Versatile Granola Bars (Optional Vegan, Optional Gluten-Free, Soy-Free)
Notes: We discovered this top rated recipe on AllRecipes.com. We have made several ingredient substitute suggestions below, but feel free to experiment with your own! If you are looking for a vegan granola bar, the egg may be omitted, but consider adding an extra Tablespoon or two of liquid or binder, such as soy / rice milk, applesauce, or nut butter.
Ingredients:
2 cups quick cooking oats
1 cup whole wheat flour (may substitute white or oat flour)
¾ cup packed brown sugar
¾ cup raisins (may substitute chocolate chips or dried berries)

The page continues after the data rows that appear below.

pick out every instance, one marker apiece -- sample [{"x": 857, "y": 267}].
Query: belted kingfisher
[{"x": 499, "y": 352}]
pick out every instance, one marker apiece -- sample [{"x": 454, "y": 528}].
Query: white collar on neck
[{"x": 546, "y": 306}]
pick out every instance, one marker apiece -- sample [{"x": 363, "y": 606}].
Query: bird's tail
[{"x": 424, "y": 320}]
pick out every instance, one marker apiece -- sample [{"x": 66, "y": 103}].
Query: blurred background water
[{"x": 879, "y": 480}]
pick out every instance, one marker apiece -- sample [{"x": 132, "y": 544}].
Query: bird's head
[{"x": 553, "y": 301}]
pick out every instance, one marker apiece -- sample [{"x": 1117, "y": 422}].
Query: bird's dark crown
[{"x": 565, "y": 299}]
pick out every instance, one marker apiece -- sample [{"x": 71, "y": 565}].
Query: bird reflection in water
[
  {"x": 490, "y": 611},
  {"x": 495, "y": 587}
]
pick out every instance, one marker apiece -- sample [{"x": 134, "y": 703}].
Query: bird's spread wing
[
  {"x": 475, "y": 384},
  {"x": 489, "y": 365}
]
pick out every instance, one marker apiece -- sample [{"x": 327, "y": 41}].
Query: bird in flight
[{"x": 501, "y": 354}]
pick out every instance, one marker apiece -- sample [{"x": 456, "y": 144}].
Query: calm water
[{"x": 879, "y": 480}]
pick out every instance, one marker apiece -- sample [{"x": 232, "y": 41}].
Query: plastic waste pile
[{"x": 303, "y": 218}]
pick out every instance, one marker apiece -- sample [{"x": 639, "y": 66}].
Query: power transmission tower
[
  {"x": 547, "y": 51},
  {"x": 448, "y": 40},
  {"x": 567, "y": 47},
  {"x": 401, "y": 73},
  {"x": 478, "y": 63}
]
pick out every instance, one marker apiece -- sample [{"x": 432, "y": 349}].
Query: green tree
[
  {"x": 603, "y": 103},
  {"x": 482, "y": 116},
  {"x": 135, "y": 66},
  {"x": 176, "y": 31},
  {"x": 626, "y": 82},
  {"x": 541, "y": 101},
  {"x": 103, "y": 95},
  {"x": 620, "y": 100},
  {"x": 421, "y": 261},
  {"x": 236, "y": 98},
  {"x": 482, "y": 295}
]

½ cup wheat germ (may substitute oat bran or ground flaxseed)
½ teaspoon salt
½ teaspoon ground cinnamon
½ cup chopped walnuts
¼ cup vegetable oil
¼ cup applesauce
½ cup honey (may substitute agave nectar or maple syrup)
1 egg
2 teaspoons vanilla extract
Directions:
Preheat oven to 350 degrees F (175 degrees C). Line a 9x13 inch baking pan with aluminum foil or parchment paper, and spray with vegetable oil spray. In a large bowl, stir together the dry ingredients, oats through walnuts. In a smaller bowl, thoroughly blend the remaining liquid ingredients. Pour the liquid mixture into the flour mixture, and mix by hand until the liquid is evenly distributed. Press evenly into the prepared baking pan. Bake 25 to 30 minutes in the preheated oven, or until the edges are golden. Cool completely in pan, then turn out onto a cutting board and cut into bars.
Posted By: Mama Mangia
Aug 2 # 42 of 53
Anne's Rice Bran Muffins (Gluten-Free, Nut-Free, Soy-Free)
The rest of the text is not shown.